Well, I can think of a few counter examples, but I do see the pattern you are pointing out.
I mean, Gatsby can be read as naturalist in that he cannot escape his social heredity and the systemic construct of class. The House of Mirth is also arguably naturalist in that Lily is not free, her New York high society environment is the system that wears her down and destroys her. Its like determinism via gossip, economics and enforced gender expectations.
Those are definitely not novels about the lower classes.
realism aimed up? um... Eliot's Silas Marner? Some of Dickens? (Hard Times comes to mind)
thank you Bas! i was super-hoping you might read and reply 
I definitely think you have a working theory there but there may be some causation/correlation issues.
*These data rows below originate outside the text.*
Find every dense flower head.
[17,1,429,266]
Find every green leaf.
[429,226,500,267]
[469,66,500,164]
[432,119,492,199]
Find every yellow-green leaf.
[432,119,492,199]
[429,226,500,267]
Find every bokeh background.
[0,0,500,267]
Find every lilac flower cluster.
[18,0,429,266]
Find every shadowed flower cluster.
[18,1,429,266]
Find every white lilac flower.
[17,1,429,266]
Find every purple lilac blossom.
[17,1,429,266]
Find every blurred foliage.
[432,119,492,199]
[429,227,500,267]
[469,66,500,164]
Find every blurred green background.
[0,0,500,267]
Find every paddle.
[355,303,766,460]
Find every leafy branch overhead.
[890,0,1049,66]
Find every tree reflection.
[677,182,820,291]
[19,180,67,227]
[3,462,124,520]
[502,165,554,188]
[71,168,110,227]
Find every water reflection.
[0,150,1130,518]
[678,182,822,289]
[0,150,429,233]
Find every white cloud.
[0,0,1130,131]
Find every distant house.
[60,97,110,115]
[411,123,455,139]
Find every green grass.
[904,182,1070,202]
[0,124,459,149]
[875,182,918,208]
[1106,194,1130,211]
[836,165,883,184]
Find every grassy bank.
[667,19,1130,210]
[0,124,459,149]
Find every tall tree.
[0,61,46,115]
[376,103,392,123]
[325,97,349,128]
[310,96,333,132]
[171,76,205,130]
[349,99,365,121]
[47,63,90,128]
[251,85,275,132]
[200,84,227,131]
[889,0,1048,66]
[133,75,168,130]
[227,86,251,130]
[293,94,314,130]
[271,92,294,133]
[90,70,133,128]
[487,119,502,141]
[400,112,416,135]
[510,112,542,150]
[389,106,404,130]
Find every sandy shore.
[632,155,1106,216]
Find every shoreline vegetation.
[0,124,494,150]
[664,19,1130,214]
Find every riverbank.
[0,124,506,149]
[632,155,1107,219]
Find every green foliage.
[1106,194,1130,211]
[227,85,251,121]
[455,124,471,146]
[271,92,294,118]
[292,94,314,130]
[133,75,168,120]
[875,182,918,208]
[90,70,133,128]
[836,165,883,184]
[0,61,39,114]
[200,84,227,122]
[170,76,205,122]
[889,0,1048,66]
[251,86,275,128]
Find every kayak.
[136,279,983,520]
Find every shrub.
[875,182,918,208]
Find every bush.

I mean, Naturalism is the idea of examining people as organisms of their environment. People ground down by poverty, the system, circumstances they cnat control, etc. Realism, while claiming to be just writing about life "as it is" has to be about motivation, psychology and choices of daily life.
Hard to really depict the realist themes of marriage and dowry plots, inheritances and professional/social reputations when you are depicting people living hand to mouth on farms or in factories. Likewise, its harder to depict the bourgeois as the oppressed victims of society's grind.
Maybe the socio-economic split you spotted it more of a symptomatic result and not an intentional cause?
I dunno. I will have to think about this some more.
yeah, it got me thinking because even in #1329215324184121435 novels devoted to discussion and formation of the upper classes and aristocracy, there is still a lot of tragedy and trauma - am thinking particularly of the more well-off women - but at times its depiction is still quite sexist or infantilising? or not at all exploratory the way it is for women of the lower classes. (i think i'm just scarred by L'Assommoir if i'm being honest)
the critical commentary in my edition of L'Argent mentioned Dickens in regards to naturalism! and also acknowledged that it (and La Curée) don't read as outright naturalist in content, but do in language. Vindication!
been reading the extra material in my edition of #1452838378046230579 and so glad there's analysis of a lot of what I had questions of in regards to the plot and the narrative especially as I interpreted it as ||the governess pretty much documenting a gradual psychological breakdown, and there's material discussing James' sister's history of illness in possibly influencing the character of the governess.||
probably a long shot - has anyone read any of Edmund Wilson's literary critic-type work?